Poop jokes. 

I keep wondering if you guys are still along for this long bumpy ride of Leukemia… I thought that I’d be done with it now too. I was already volunteering for Leukemia and planning my way to educate people on this road I didn’t plan on. I was sure that it would all be behind me, I’d be back to work and back to doing comedy… but here I am, again in a hospital bed. With a lot of hope that I’ll make it to the Car-T cells and that the clinical trials work…
I’m feeling good… the running conversation at the hospital among the nurses every time I’m in here is whether or not I’m going to poop. You see, I have these long legs.
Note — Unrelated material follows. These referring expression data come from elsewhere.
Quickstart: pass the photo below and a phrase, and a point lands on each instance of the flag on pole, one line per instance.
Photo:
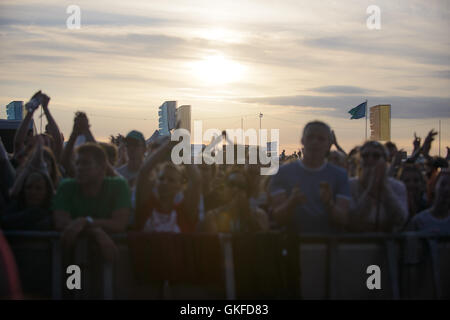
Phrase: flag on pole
(359, 111)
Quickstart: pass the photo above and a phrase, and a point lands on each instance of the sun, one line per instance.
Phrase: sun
(217, 69)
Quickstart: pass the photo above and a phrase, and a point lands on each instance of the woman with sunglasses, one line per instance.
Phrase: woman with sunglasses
(379, 201)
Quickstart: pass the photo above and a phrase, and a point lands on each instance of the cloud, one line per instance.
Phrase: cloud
(402, 107)
(445, 74)
(41, 58)
(380, 46)
(55, 15)
(342, 89)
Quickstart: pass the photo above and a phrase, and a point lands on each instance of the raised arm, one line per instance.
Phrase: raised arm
(35, 163)
(21, 133)
(7, 172)
(192, 192)
(52, 128)
(143, 184)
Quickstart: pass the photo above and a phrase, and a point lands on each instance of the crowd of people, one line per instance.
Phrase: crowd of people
(85, 187)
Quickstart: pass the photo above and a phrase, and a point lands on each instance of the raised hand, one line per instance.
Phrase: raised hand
(34, 102)
(416, 142)
(333, 138)
(428, 140)
(45, 99)
(396, 161)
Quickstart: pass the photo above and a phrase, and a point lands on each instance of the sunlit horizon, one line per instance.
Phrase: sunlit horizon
(294, 62)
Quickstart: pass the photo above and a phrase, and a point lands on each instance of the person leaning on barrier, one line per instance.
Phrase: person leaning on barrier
(437, 218)
(380, 202)
(312, 194)
(411, 175)
(92, 202)
(166, 200)
(31, 195)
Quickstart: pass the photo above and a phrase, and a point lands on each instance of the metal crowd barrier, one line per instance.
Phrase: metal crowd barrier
(316, 266)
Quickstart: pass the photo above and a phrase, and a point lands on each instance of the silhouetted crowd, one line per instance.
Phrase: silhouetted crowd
(81, 186)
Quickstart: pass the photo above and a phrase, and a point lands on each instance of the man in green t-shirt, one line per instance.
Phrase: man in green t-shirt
(92, 202)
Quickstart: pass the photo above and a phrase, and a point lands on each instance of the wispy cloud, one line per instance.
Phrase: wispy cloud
(338, 106)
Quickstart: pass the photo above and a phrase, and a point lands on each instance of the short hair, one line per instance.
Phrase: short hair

And marrow grows in the long bones, so it’s often painful for me to stand, and very painful when bone marrow is under production. (These long legs are a f-ing curse!)So, I’m on quite a lot of pain medication, which causes constipation… the moment finally arrives tonight and the

toilet breaks in my room…
So that’s how I treat each moment right now. We had a good laugh here, and much to my dismay, it was about poop. But, it’s the little things that help this all move along
You can feel badly about me being sick, but don’t feel bad for living your life and laughing at poop jokes. I’ve been given another year already with this horrible illness… when I easily could’ve died before I was even diagnosed. I’ve been given a year where I’ve mended relationships, grown into a different person, fallen in love more every day with my boyfriend and am reminded that the little stuff is the stuff that we miss most when we’re away from our loved ones.

I’ve been reminded of all of the stuff that I’ve done and still want to do. It’s very true that I am extremely sick. But, I’m feeling stronger again, armed with more knowledge, and love. Take that, leukemia.